Don't really agree, in my experience the switching context is extremely costly. I personally have trouble having even a couple of sessions running in parallel,Especially when I'm talking difficult hard to solve problems. Of course it's easy for trivial jobs, but it's not always the case. I have been much more successful in making my time worth by taking a look at the model's output and actively participating.It gives me time to think as well.When I have a list of simple tasks I just tell it to the model and it executes one after another.
There's a lot more "telling" than "showing" going on.
By that I mean - the people claiming hyper-productivity from their GasTown setup never have actual products to demo.
Perhaps they earn $500k and worry spending any less than $250k in token may raise suspicion.
Something would be deeply wrong!
So far the only company that is really outspoken about the scale of their vibe coding has been Anthropic. However their uptime and bug count is atrocious.
There's also a concern I don't hear folks talk about: the potential for all of this multi-tasking to be causing issues in your wellbeing or even harming your brain.
Eg: "For example, functional magnetic resonance imaging (fMRI) studies have shown that multitasking reduces activation in brain regions involved with cognitive control while increasing activation in areas associated with stress and arousal" - from https://pmc.ncbi.nlm.nih.gov/articles/PMC11543232/
I've tried hard to stay away from Instagram, TikTok, etc - for this very reason. Now my day job is going to be attacking me in much the same way? Great.
I tried running multiple agents concurrently, but it is exhausting. My brain feels completely murdered and unhappy at the end of the day. I can do two, and keep both contexts active in my head, but not more than that. And even that feels stressful.
I can do two or three at a time. I treat them a bit like queues: Last in first out, sort of like we do with our human peers.
We delegate work, we tend to some other work, and we code review much later in the day.
The secret to this mindset is that it doesn't always have to line up. Let your agent wait for you; You'll get to their output next.
I don’t know about you but I’m not constantly round robin delegating work to peers and reviewing it on a 10-20 minute cadence. No one works like that. I don’t know if anyone is even capable of working like that day in and day out long term for any meaningful definition of review.

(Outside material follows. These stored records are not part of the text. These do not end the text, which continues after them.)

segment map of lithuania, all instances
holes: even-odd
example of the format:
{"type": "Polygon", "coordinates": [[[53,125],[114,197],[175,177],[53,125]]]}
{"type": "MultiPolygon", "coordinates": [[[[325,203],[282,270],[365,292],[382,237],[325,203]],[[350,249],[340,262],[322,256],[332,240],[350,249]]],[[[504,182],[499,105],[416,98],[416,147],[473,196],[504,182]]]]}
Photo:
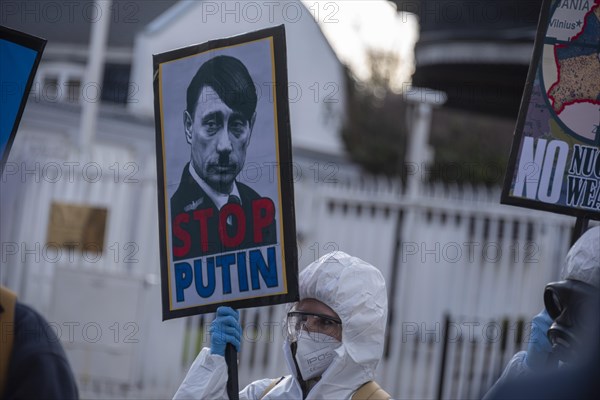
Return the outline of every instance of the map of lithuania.
{"type": "Polygon", "coordinates": [[[585,15],[581,31],[571,41],[554,45],[558,79],[548,90],[548,98],[556,114],[570,104],[600,105],[599,42],[600,6],[596,1],[585,15]]]}

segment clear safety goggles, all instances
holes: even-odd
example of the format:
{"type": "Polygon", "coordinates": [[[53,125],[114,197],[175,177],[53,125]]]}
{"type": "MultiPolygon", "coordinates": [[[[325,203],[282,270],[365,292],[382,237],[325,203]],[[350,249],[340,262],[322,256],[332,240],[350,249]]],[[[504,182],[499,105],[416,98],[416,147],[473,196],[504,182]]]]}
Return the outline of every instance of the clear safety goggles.
{"type": "Polygon", "coordinates": [[[324,314],[315,314],[302,311],[290,311],[287,314],[287,335],[290,342],[295,342],[298,337],[308,335],[316,341],[337,340],[341,337],[342,321],[324,314]],[[317,333],[327,335],[316,335],[317,333]]]}

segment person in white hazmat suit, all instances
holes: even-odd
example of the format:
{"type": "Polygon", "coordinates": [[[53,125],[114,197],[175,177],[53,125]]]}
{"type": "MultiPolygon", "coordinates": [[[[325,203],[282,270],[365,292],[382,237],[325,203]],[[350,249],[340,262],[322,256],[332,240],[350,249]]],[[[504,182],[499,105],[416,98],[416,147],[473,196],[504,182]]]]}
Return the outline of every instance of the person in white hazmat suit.
{"type": "Polygon", "coordinates": [[[587,361],[586,356],[598,352],[600,226],[573,244],[560,277],[561,281],[546,285],[545,309],[531,323],[527,351],[513,356],[486,398],[495,398],[510,380],[546,374],[559,362],[587,361]]]}
{"type": "MultiPolygon", "coordinates": [[[[306,267],[299,287],[300,301],[287,315],[283,345],[291,374],[252,382],[240,392],[240,400],[351,399],[374,379],[387,322],[387,290],[381,272],[338,251],[306,267]]],[[[236,318],[234,310],[219,308],[211,332],[223,334],[211,338],[210,349],[202,349],[175,399],[227,398],[227,365],[221,347],[228,342],[239,348],[241,328],[236,318]]],[[[370,398],[389,398],[382,389],[377,392],[370,398]]]]}

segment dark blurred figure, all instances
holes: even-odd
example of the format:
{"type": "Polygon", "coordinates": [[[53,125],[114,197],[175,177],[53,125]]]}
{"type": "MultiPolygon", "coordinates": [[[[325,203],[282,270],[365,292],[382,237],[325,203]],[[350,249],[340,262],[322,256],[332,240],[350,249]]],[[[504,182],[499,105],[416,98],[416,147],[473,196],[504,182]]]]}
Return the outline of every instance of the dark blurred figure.
{"type": "Polygon", "coordinates": [[[587,361],[551,372],[522,376],[496,383],[484,400],[496,399],[598,399],[600,398],[600,352],[587,361]]]}
{"type": "Polygon", "coordinates": [[[35,310],[0,286],[2,399],[78,399],[59,338],[35,310]]]}
{"type": "Polygon", "coordinates": [[[527,351],[513,356],[486,400],[600,398],[600,227],[571,247],[561,277],[544,289],[527,351]]]}

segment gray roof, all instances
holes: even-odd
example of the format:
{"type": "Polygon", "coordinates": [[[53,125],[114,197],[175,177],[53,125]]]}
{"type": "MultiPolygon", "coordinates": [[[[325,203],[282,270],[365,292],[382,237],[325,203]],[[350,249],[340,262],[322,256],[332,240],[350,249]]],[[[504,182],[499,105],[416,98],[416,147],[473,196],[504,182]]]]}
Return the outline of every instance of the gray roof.
{"type": "MultiPolygon", "coordinates": [[[[135,35],[176,0],[113,0],[108,45],[133,48],[135,35]]],[[[2,7],[0,24],[48,40],[87,45],[98,19],[93,0],[14,1],[2,7]]]]}

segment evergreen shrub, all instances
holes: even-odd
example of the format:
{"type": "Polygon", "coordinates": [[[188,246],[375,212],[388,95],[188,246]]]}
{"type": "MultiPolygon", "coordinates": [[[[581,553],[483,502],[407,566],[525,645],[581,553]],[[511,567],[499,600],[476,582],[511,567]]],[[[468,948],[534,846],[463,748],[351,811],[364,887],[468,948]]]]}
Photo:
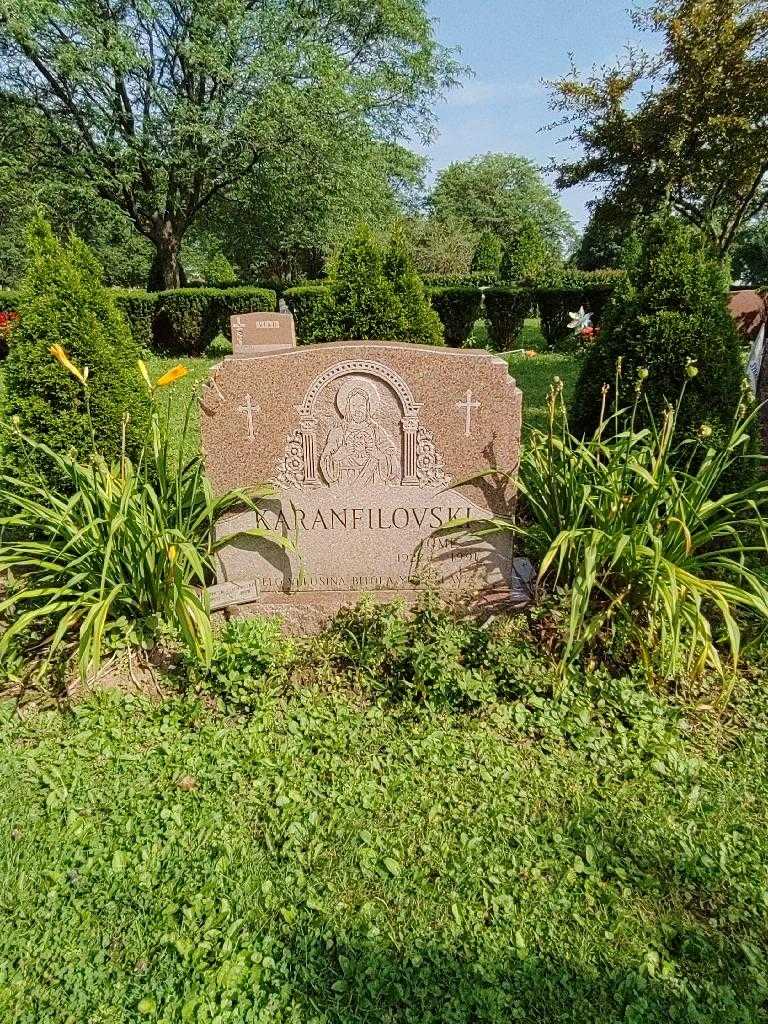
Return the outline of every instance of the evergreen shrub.
{"type": "Polygon", "coordinates": [[[229,337],[229,318],[238,313],[273,313],[276,309],[277,293],[271,288],[240,285],[218,289],[213,299],[216,333],[229,337]]]}
{"type": "Polygon", "coordinates": [[[179,288],[160,292],[153,344],[162,352],[198,355],[217,334],[229,335],[231,316],[276,307],[277,295],[261,288],[179,288]]]}
{"type": "Polygon", "coordinates": [[[333,338],[405,338],[408,324],[395,286],[384,273],[384,256],[362,225],[339,252],[329,282],[333,338]]]}
{"type": "Polygon", "coordinates": [[[140,349],[151,349],[153,326],[157,309],[157,292],[142,292],[133,289],[115,289],[112,293],[115,304],[131,329],[133,340],[140,349]]]}
{"type": "Polygon", "coordinates": [[[232,342],[223,334],[217,334],[205,349],[207,359],[223,359],[232,355],[232,342]]]}
{"type": "Polygon", "coordinates": [[[115,291],[140,348],[200,355],[217,334],[229,337],[229,318],[277,308],[269,288],[177,288],[165,292],[115,291]]]}
{"type": "Polygon", "coordinates": [[[403,341],[417,345],[444,344],[443,325],[400,235],[392,238],[384,259],[384,276],[391,283],[405,319],[403,341]]]}
{"type": "Polygon", "coordinates": [[[452,348],[466,345],[481,316],[483,294],[480,289],[431,288],[429,296],[442,321],[446,345],[452,348]]]}
{"type": "Polygon", "coordinates": [[[424,274],[422,277],[426,288],[486,288],[498,285],[498,274],[424,274]]]}
{"type": "Polygon", "coordinates": [[[21,434],[54,452],[87,458],[98,439],[107,462],[141,448],[148,424],[146,389],[141,383],[139,349],[101,268],[88,247],[72,237],[54,238],[37,218],[30,229],[27,272],[19,289],[19,319],[5,363],[3,420],[14,424],[2,437],[3,471],[66,487],[45,452],[32,450],[21,434]],[[61,346],[81,370],[88,368],[86,391],[51,355],[61,346]]]}
{"type": "Polygon", "coordinates": [[[327,285],[301,285],[283,293],[296,321],[300,345],[333,341],[330,290],[327,285]]]}
{"type": "Polygon", "coordinates": [[[473,274],[498,275],[504,255],[504,244],[493,231],[484,231],[472,257],[473,274]]]}
{"type": "MultiPolygon", "coordinates": [[[[638,375],[650,409],[660,415],[690,377],[678,414],[682,433],[728,436],[741,401],[741,343],[728,311],[728,275],[700,234],[669,216],[654,218],[625,254],[599,341],[585,359],[573,424],[591,433],[602,388],[616,380],[619,405],[631,404],[638,375]],[[695,367],[691,367],[691,363],[695,367]]],[[[644,413],[640,409],[641,417],[644,413]]]]}
{"type": "Polygon", "coordinates": [[[534,221],[522,222],[510,240],[501,260],[501,280],[510,284],[527,284],[557,270],[559,252],[534,221]]]}
{"type": "Polygon", "coordinates": [[[508,352],[517,344],[533,299],[525,288],[489,288],[485,292],[488,336],[497,352],[508,352]]]}

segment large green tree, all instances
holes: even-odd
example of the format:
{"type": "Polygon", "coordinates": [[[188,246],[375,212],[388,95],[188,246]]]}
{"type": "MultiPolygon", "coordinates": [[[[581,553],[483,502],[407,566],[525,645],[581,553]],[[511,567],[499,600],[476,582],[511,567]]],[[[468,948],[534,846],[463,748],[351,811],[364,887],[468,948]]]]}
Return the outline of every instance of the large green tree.
{"type": "Polygon", "coordinates": [[[509,245],[524,224],[534,224],[552,252],[562,256],[576,237],[573,222],[533,161],[488,153],[441,171],[429,197],[438,221],[458,219],[509,245]]]}
{"type": "Polygon", "coordinates": [[[761,217],[739,232],[731,267],[736,280],[753,287],[768,286],[768,217],[761,217]]]}
{"type": "Polygon", "coordinates": [[[203,217],[241,274],[286,282],[320,276],[358,224],[388,234],[421,181],[421,159],[377,141],[367,125],[306,128],[203,217]]]}
{"type": "Polygon", "coordinates": [[[203,210],[285,145],[429,126],[456,65],[425,0],[0,0],[0,87],[45,119],[40,158],[82,175],[182,281],[203,210]]]}
{"type": "Polygon", "coordinates": [[[722,258],[768,205],[768,4],[656,0],[633,19],[658,47],[552,83],[582,151],[558,185],[601,185],[632,213],[668,204],[722,258]]]}

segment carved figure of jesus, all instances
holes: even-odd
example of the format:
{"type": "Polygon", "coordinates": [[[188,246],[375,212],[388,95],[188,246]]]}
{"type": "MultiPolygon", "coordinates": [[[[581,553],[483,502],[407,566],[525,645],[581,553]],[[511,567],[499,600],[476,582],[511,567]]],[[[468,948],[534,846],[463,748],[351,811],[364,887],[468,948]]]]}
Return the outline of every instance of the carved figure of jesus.
{"type": "Polygon", "coordinates": [[[340,408],[342,420],[332,427],[320,456],[320,470],[329,484],[392,483],[399,459],[392,438],[371,415],[371,396],[353,387],[340,408]]]}

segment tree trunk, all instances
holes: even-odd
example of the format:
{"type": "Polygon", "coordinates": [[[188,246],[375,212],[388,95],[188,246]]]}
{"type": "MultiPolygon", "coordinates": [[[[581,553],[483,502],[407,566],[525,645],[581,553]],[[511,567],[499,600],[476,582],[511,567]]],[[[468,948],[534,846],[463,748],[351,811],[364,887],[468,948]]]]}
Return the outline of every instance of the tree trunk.
{"type": "Polygon", "coordinates": [[[187,283],[180,259],[181,240],[182,235],[170,218],[157,218],[152,235],[155,257],[149,270],[147,284],[149,291],[160,292],[172,288],[183,288],[187,283]]]}

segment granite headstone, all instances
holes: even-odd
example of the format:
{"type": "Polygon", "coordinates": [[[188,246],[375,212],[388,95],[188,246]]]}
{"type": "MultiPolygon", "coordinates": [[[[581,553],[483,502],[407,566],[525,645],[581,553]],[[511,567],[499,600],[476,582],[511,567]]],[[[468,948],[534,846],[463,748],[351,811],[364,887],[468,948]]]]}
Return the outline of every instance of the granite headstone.
{"type": "Polygon", "coordinates": [[[296,345],[291,313],[238,313],[230,317],[232,354],[237,357],[275,352],[296,345]]]}
{"type": "Polygon", "coordinates": [[[522,395],[504,360],[400,342],[289,347],[226,359],[201,404],[214,488],[270,482],[275,492],[222,533],[263,527],[295,544],[241,538],[224,548],[219,592],[231,600],[219,605],[238,593],[285,606],[514,588],[509,534],[440,530],[512,510],[513,482],[478,476],[517,468],[522,395]]]}

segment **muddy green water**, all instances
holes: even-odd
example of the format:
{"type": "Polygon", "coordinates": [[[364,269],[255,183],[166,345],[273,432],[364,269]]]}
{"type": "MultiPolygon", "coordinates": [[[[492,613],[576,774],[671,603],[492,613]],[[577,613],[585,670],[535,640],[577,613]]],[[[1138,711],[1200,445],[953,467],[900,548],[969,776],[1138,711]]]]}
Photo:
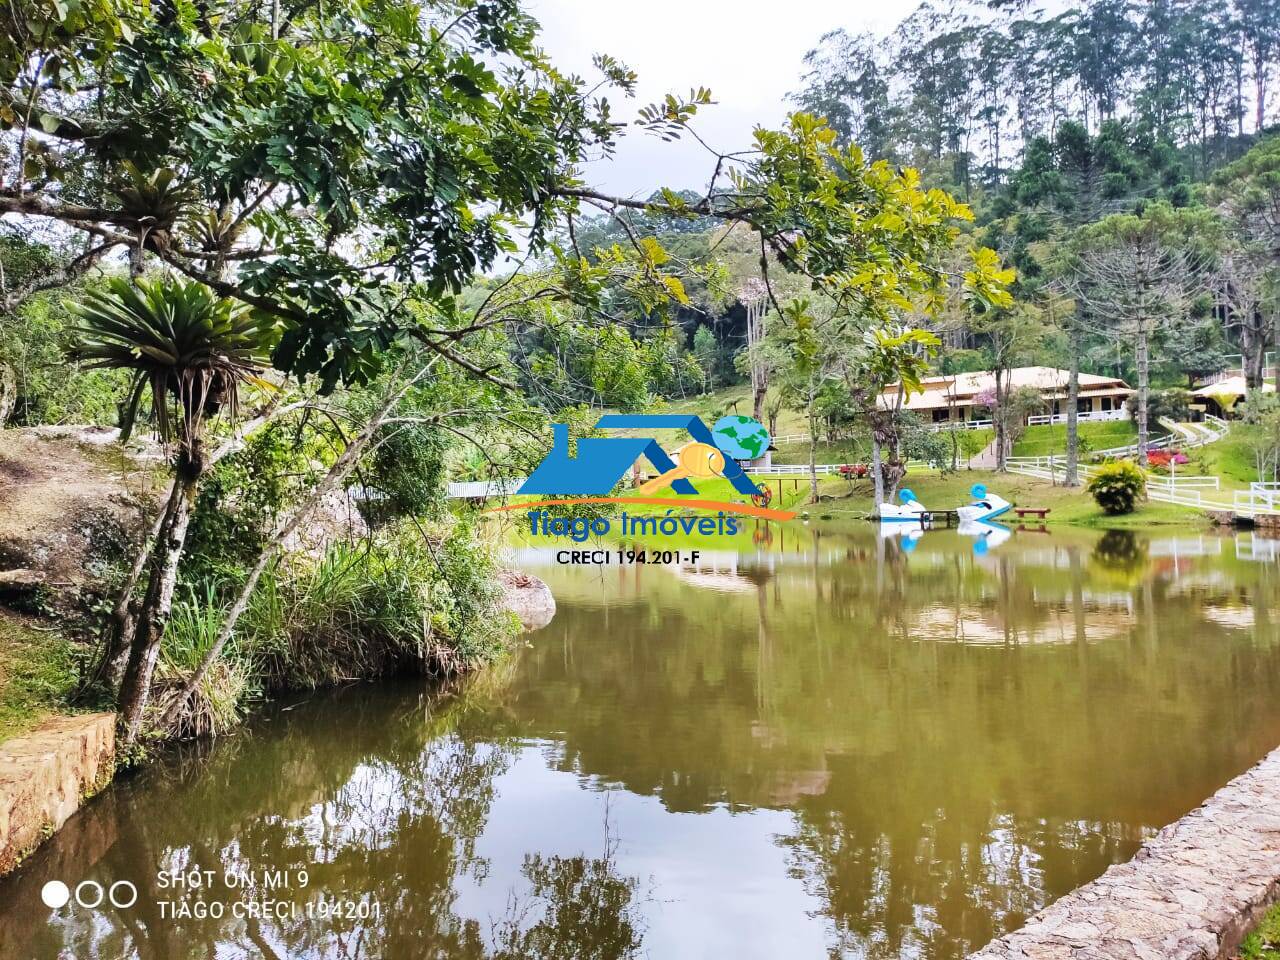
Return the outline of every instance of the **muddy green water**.
{"type": "Polygon", "coordinates": [[[461,691],[352,686],[109,789],[0,881],[0,957],[962,956],[1280,744],[1275,544],[974,543],[537,566],[555,619],[461,691]]]}

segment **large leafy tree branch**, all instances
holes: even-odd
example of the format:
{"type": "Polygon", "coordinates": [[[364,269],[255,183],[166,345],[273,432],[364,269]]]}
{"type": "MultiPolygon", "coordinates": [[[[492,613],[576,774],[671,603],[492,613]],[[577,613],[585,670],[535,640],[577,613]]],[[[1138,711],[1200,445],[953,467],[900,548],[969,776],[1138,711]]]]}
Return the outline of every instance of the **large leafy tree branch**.
{"type": "MultiPolygon", "coordinates": [[[[0,211],[88,235],[95,259],[157,258],[273,315],[274,365],[325,388],[368,380],[405,339],[493,376],[462,341],[512,314],[470,315],[457,294],[522,237],[532,263],[564,268],[539,298],[598,306],[608,278],[587,275],[581,251],[558,253],[553,231],[584,205],[746,224],[785,267],[878,313],[939,296],[935,254],[969,217],[803,114],[757,131],[753,151],[715,154],[694,202],[591,190],[580,165],[622,126],[601,90],[628,93],[634,77],[607,57],[593,87],[559,73],[516,0],[8,9],[0,211]]],[[[669,97],[637,123],[696,136],[709,100],[669,97]]],[[[679,300],[652,241],[631,240],[637,272],[679,300]]],[[[965,282],[999,296],[981,264],[965,282]]]]}
{"type": "Polygon", "coordinates": [[[520,233],[545,248],[553,186],[617,129],[514,0],[6,9],[0,211],[275,315],[275,364],[328,386],[406,336],[465,365],[450,294],[520,233]]]}

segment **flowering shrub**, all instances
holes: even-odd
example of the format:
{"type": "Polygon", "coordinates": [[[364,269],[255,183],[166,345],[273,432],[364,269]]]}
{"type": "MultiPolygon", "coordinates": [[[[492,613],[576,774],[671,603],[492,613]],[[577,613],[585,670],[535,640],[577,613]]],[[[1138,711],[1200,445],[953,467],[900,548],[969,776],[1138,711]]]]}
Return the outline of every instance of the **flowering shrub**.
{"type": "Polygon", "coordinates": [[[865,463],[843,463],[840,465],[840,476],[846,480],[865,480],[871,469],[865,463]]]}
{"type": "Polygon", "coordinates": [[[1191,458],[1180,450],[1151,450],[1147,453],[1147,463],[1157,470],[1167,470],[1170,464],[1180,467],[1190,462],[1191,458]]]}

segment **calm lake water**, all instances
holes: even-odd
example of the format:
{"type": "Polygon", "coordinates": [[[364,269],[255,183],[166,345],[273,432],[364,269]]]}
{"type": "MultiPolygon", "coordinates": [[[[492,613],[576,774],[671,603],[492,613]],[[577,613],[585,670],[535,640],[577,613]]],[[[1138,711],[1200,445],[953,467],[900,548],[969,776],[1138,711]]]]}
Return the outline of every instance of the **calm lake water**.
{"type": "Polygon", "coordinates": [[[755,539],[522,556],[559,611],[518,656],[116,784],[0,882],[0,956],[954,958],[1280,744],[1274,542],[755,539]]]}

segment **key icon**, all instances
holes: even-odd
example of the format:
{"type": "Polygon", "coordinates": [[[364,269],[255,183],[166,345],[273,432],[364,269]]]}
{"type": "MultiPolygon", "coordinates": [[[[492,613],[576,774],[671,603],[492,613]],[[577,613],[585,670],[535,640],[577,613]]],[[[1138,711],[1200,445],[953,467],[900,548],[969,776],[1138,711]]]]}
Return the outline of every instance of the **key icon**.
{"type": "Polygon", "coordinates": [[[709,443],[690,443],[680,451],[676,466],[660,476],[644,483],[639,493],[654,493],[670,486],[676,480],[690,477],[706,478],[724,476],[724,454],[709,443]]]}

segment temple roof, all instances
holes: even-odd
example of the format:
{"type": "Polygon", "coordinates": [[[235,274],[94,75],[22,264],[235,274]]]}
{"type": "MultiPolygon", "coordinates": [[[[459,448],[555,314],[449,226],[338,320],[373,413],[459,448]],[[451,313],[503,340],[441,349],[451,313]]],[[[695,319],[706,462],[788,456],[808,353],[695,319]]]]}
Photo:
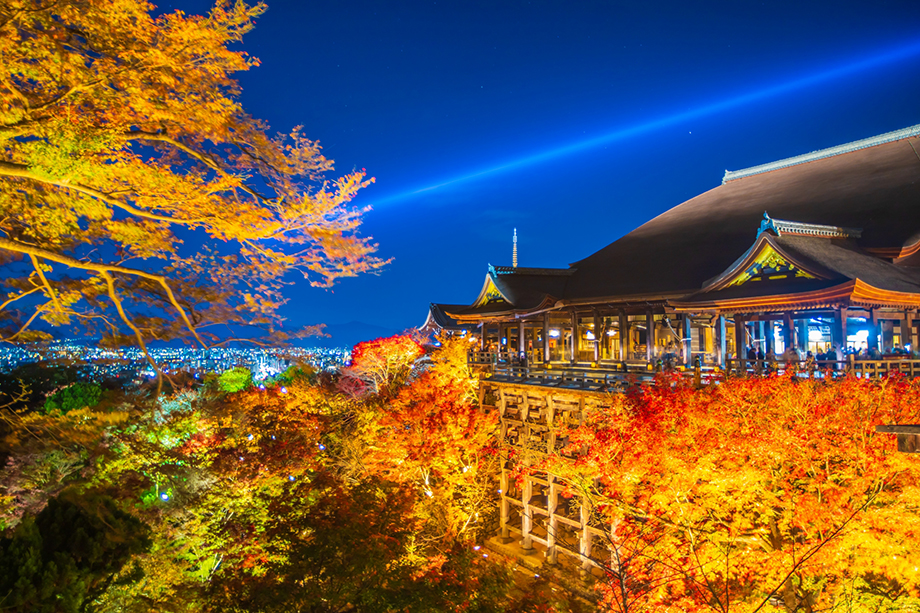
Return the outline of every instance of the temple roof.
{"type": "Polygon", "coordinates": [[[725,176],[722,177],[722,183],[728,183],[729,181],[734,181],[735,179],[741,179],[743,177],[750,177],[751,175],[757,175],[762,172],[770,172],[771,170],[777,170],[779,168],[787,168],[789,166],[796,166],[797,164],[813,162],[815,160],[840,155],[841,153],[849,153],[851,151],[865,149],[866,147],[874,147],[876,145],[890,143],[892,141],[901,140],[910,136],[920,136],[920,125],[911,126],[909,128],[902,128],[892,132],[886,132],[884,134],[879,134],[878,136],[870,136],[869,138],[863,138],[857,141],[853,141],[852,143],[836,145],[834,147],[828,147],[827,149],[819,149],[818,151],[812,151],[811,153],[805,153],[803,155],[796,155],[794,157],[777,160],[775,162],[768,162],[767,164],[760,164],[759,166],[751,166],[750,168],[744,168],[742,170],[726,170],[725,176]]]}
{"type": "Polygon", "coordinates": [[[918,148],[920,139],[902,136],[733,176],[572,264],[563,299],[695,293],[750,247],[764,211],[860,229],[852,240],[863,252],[895,257],[920,241],[918,148]]]}
{"type": "MultiPolygon", "coordinates": [[[[679,298],[673,304],[682,310],[715,305],[728,308],[737,306],[739,301],[753,307],[758,298],[770,297],[772,305],[780,296],[789,304],[813,301],[820,296],[824,306],[835,301],[846,305],[852,303],[851,290],[856,286],[850,282],[855,281],[887,294],[886,304],[899,302],[902,297],[895,293],[920,296],[920,269],[897,266],[864,253],[853,240],[762,233],[722,274],[708,281],[699,292],[679,298]],[[843,287],[849,289],[826,291],[843,287]]],[[[876,298],[883,301],[881,294],[876,298]]]]}
{"type": "Polygon", "coordinates": [[[574,271],[565,268],[489,266],[479,297],[454,317],[495,316],[545,308],[562,298],[574,271]]]}
{"type": "Polygon", "coordinates": [[[448,315],[450,311],[465,309],[463,304],[437,304],[432,302],[428,306],[428,318],[425,323],[419,326],[419,330],[437,328],[440,330],[461,330],[465,326],[457,323],[457,320],[448,315]]]}
{"type": "Polygon", "coordinates": [[[920,306],[918,135],[920,125],[727,172],[568,269],[490,266],[479,298],[447,313],[473,322],[605,303],[754,308],[770,295],[777,304],[807,295],[806,308],[920,306]],[[764,243],[788,266],[736,270],[764,243]]]}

True. Sometimes I'll run front-end and backend work in two different claude instances, but always on the same project/product. I'll have "reviewer" instances in opencode using a different (non-Claude) model doing reviews, that's about as much as I can handle. You've got to supervise it while it works. I do have to stop claude from time to time when I catch it doing something naive or unnecessarily complex.
My tool supports doing many, but I find it hard to use it for much more than 3 or 4 concurrent projects. I've tried more than that open and I fail. I find that 3 project with 2 or 3 concurrent tasks at the same time works best for me. But I think I'm learning.